だからあんな睨んでたのか。じゃあ見るな。と、ゾロは再び腹の中で言った。
「いつも通り、格好良かったな」
チョッパーは目をキラキラさせて言う。
……。
ゾロの腹の中での反論は無かった。
「ふふ、本当にそうね」
チョッパーの言葉を受けてロビンが笑いながら言った。
…いつも適当に流しやがる。相変わらず本音が見えねェ女だ。と、ゾロは腹の中で思った。
「何か、美味そうだったな」
ルフィが感慨深げに腕を組んで言った。
「やっぱり食う気だったのか!」
ゾロは驚いて叫ぶ。
しまった。うっかり腹の中の声が表に出ちまった。
「ゾロのつむじは左巻きだった」
ウソップが最後に言った。
左巻きだったのか…とゾロは妙なところで感心した。
「まあ何だ。とりあえずゾロ、誕生日おめでとうってことだ」
ウソップは全員バラバラの意見をまとめることなく、強引に結論をまとめた。
「くだらねェことばっか考えてんじゃねェよ」
ゾロは呆れた笑いを顔に浮かべつつ、再びジョッキを持つと、喉を鳴らして最後の一滴まで酒を飲み干した。

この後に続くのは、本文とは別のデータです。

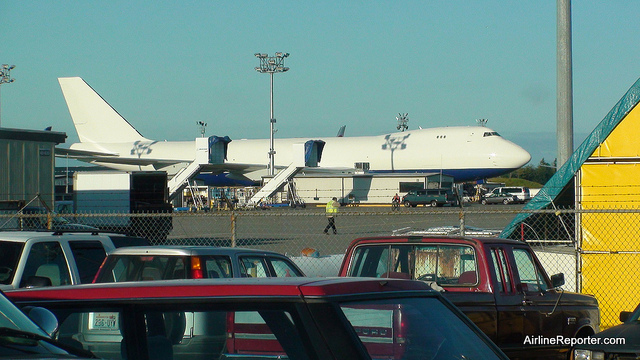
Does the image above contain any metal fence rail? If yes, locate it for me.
[0,207,640,328]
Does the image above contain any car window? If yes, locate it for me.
[513,249,547,292]
[239,256,269,277]
[491,249,513,293]
[0,241,24,285]
[96,255,187,282]
[45,303,308,360]
[69,241,107,283]
[20,241,71,287]
[340,298,498,359]
[269,258,302,277]
[414,244,478,286]
[348,246,390,277]
[202,256,233,278]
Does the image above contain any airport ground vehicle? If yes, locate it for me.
[480,193,518,205]
[571,305,640,360]
[339,236,600,359]
[93,246,304,283]
[2,277,506,360]
[402,189,456,207]
[73,171,173,241]
[0,231,149,290]
[0,292,93,360]
[489,186,531,203]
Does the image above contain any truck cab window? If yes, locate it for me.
[414,245,478,286]
[20,241,71,287]
[491,249,513,293]
[513,249,548,292]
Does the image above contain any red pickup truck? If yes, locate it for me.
[340,236,600,359]
[0,277,507,360]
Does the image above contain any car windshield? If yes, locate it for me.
[95,255,232,283]
[340,297,499,360]
[0,241,24,285]
[0,295,79,359]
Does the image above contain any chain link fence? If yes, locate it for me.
[0,206,640,328]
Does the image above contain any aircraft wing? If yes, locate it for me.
[55,148,181,166]
[55,148,118,157]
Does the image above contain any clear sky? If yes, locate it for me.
[0,0,640,165]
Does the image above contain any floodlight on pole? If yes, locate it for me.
[0,64,16,126]
[254,52,289,176]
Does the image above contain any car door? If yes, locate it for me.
[487,245,525,349]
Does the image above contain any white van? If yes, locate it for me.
[491,186,531,203]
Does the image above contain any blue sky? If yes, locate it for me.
[0,0,640,164]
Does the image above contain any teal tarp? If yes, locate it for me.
[500,79,640,238]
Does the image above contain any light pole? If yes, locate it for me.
[255,52,289,176]
[0,64,16,126]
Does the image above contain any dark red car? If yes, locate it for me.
[339,236,600,360]
[7,277,506,360]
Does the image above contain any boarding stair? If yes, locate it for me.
[287,179,307,208]
[249,140,324,205]
[167,136,231,199]
[249,163,305,204]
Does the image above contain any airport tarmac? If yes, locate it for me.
[167,203,523,256]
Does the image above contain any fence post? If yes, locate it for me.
[231,211,236,247]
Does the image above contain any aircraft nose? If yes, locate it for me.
[496,143,531,169]
[491,141,531,170]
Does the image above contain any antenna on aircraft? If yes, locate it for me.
[196,121,207,137]
[396,113,409,131]
[0,64,16,127]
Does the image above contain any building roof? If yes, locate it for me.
[500,79,640,238]
[0,128,67,145]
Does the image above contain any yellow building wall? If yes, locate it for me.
[591,101,640,157]
[577,102,640,329]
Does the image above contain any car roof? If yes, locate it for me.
[350,235,524,247]
[5,277,438,302]
[110,245,284,256]
[0,230,125,243]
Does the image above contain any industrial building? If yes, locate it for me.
[0,128,67,210]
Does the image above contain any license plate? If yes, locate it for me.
[89,313,119,330]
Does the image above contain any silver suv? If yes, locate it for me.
[487,186,531,203]
[94,246,304,283]
[0,231,149,290]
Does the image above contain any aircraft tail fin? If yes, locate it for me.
[58,77,147,143]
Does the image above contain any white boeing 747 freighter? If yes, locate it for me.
[56,77,531,185]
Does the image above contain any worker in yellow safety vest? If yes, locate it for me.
[324,197,340,235]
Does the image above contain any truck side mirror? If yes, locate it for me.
[620,311,633,322]
[22,306,59,337]
[551,273,564,289]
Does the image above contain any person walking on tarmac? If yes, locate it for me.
[391,193,400,211]
[324,197,340,235]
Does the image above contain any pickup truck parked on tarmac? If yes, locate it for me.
[2,277,507,360]
[339,236,600,359]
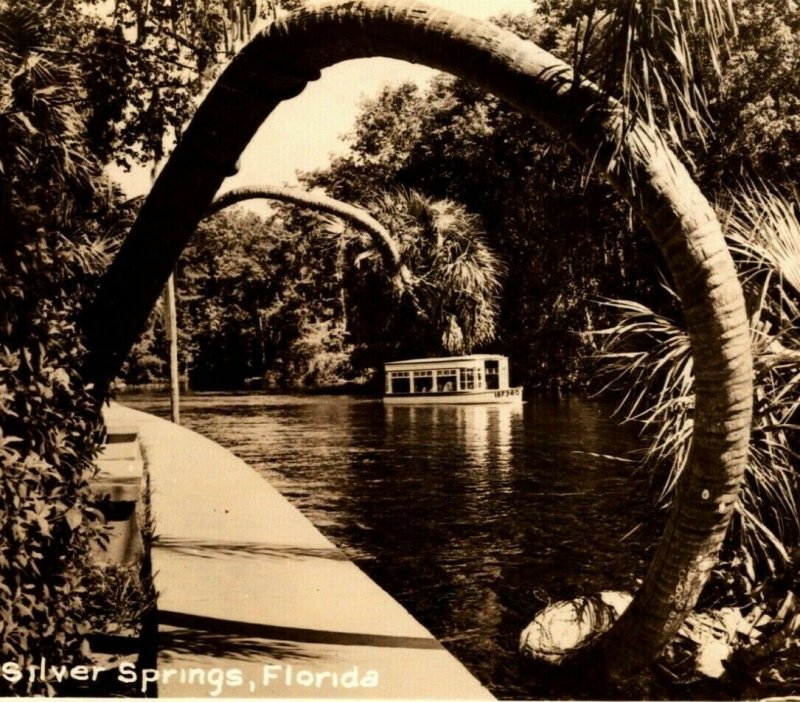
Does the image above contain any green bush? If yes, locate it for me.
[0,226,114,694]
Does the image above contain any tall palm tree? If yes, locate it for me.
[598,188,800,588]
[206,185,503,354]
[85,0,752,677]
[342,189,503,354]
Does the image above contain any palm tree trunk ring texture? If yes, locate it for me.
[86,0,752,677]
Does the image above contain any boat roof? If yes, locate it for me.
[383,353,507,368]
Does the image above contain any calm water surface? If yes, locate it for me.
[123,394,652,698]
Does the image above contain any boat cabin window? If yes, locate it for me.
[389,371,411,393]
[414,371,433,392]
[486,361,500,390]
[436,368,458,392]
[461,368,475,390]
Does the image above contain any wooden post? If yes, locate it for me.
[163,274,181,424]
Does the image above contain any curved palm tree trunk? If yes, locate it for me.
[86,0,752,677]
[209,185,403,275]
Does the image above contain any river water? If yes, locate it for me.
[123,393,653,699]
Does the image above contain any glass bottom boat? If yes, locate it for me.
[383,354,522,405]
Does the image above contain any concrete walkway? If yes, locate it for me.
[106,405,493,700]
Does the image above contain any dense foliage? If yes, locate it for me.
[0,3,122,694]
[0,0,288,694]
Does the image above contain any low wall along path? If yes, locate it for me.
[106,404,493,699]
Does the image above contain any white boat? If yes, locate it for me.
[383,353,522,405]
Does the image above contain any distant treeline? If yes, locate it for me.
[125,2,800,396]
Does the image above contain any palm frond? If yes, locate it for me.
[576,0,736,144]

そうしてゆっくりと立ち上がり、甲板の上から夕陽に照らされている赤い海を見やる。
誰ともなく、皆もゾロと同じように沈みゆく大陽に顔を向ける。誰も言葉を放つ者はいなかった。
その時だった。
一瞬、今にも沈みかけた太陽の上部がチカッと緑色に光る。それは本当に一瞬だったけれど、その光は鮮烈で、幻想的で、言葉にしがたい美しさだった。
「あ、グリーンフラッシュ」
ナミは声をあげた。
「グリーンフラッシュ?」
サンジがナミに聞き返した。
「まあ、いわゆる光の悪戯ね。地平線に太陽の黄色や赤の光線が遮られて、普段は見えないはずの緑色の光が一瞬だけ見えるのよ」
ナミは静かに答える。
美しい幻想的な瞬間はあっという間で、すぐに太陽はその姿を完全に地平線の向こう側へと隠してしまい、やがて世界はじわじわと薄暗い闇に包まれていく。
ほんの数秒の奇跡的な、そして刹那的な美しさは、それでも一度見たら忘れられないようなものだった。
そのほんの一瞬の輝きは、暮れていく太陽をじっと見つめていなければ、決して見ることが叶わない。
瞬きさえも許さないほどじっと見つめていなければ見逃してしまうくらいの、ほんの一瞬の奇跡なのだ。
一生のうちで何度見られるのか分からないほど、貴重な瞬間。
それが、グリーンフラッシュ。
「グリーンフラッシュか」
ルフィが呟き、ちらりと隣に立つゾロを見た。
一日この男を見つめていたおれたちの目にも、何か緑色の閃光が見つけられたのか。それとも、知っていたものを確認しただけなのか。
いずれにせよ、いいことだ。
綺麗なものは、いいことだ。
ルフィは暮れてしまった空に再び顔を向け、にんまりと笑った。
しばらくの間、暮れた海を眺めながら余韻に浸っていた面々だったが、やがて宴の席に一人二人と戻り、ジョッキを傾けはじめた。
再び甲板に笑い声が響きだし、乾杯の声はまだまだ続く。
たった今自分たちが目にした、自然の織りなす奇跡の一瞬の美しさに一杯。
そして、夕焼けの空を一瞬ギラリと緑色に焼くような、そんな閃光にも似た男の為にもまた一杯。